Seven British novelists who are proud to write novels about the ups - and downs - of love: Lucy Diamond, Sarah Duncan, Matt Dunn, Kate Harrison, Veronica Henry, Milly Johnson and Jojo Moyes

For more information visit here

How authors are paid

This is interesting though it will probably put off any newbie novelist!

Follow this link to Kate Hardy's blog

Sales & Copyright issues

June has been good for me so far. 3 sales to date. It would've been 4 but I withdrew one from publication after receiving the contract which demanded I sell them the copyright. No way, Jose! This was to a US mag - one from the 'Trues' stable. Apparently it's the done thing over the pond to give up copyright but I've never come across it anywhere else in the world.

I've sold over 200 short stories in the UK, India, Australia, Sweden, Norway, France, South Africa, Middle East, Ireland and the most restrictive contract has been with Woman's Weekly which asks for First Rights for 18mths before selling elsewhere excluding OZ. I do hope other magazines don't follow the US lead or my income will plummet. I rely heavily on re-edited stuff!

I'm Back

Can you believe I forgot I had this blog? I rediscovered it while lurking on someone else's blog and thought I ought to come over here and delete it. Then I thought, hang on a minute, why not bring it up to date? I'm bound to have done lots and lots of deliciously exciting things you'll want to hear about. Er, no. The sad thing is, nothing much has happened since 2007!

That's propbably not true. Okay the book hasn't sold yet, but it has attracted more than a passing interest from at least 2 agents recently ie. Both requested a full ms read and fired lots of questions beyond 'Are you currently sectioned under the Mental Health Act'.

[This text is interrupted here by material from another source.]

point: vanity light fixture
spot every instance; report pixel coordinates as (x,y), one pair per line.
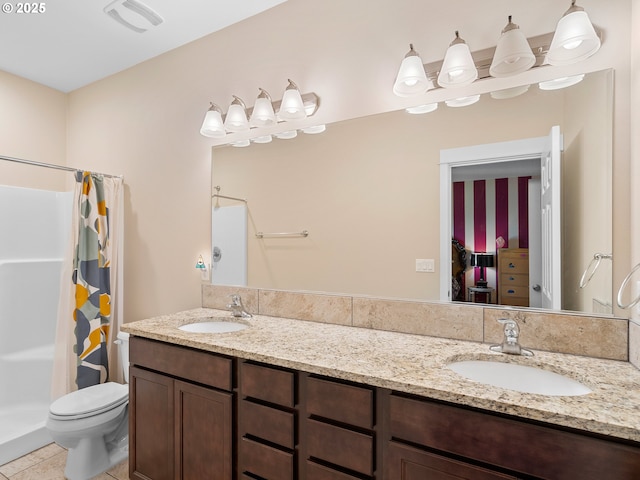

Did I mention the book has been re-titled. Trumpets please...It is now The Cuckoo Club. And it isn't only the title which has changed. No I've edited it beyond recognition, so much so that I'm thinking of sending it out to agents I targetted years ago. Do agents have long memories? My guess is, it was so raw all those years ago that they never got beyond the first couple of pages. Yes, maybe I'll give that some more thought. What do I have to lose?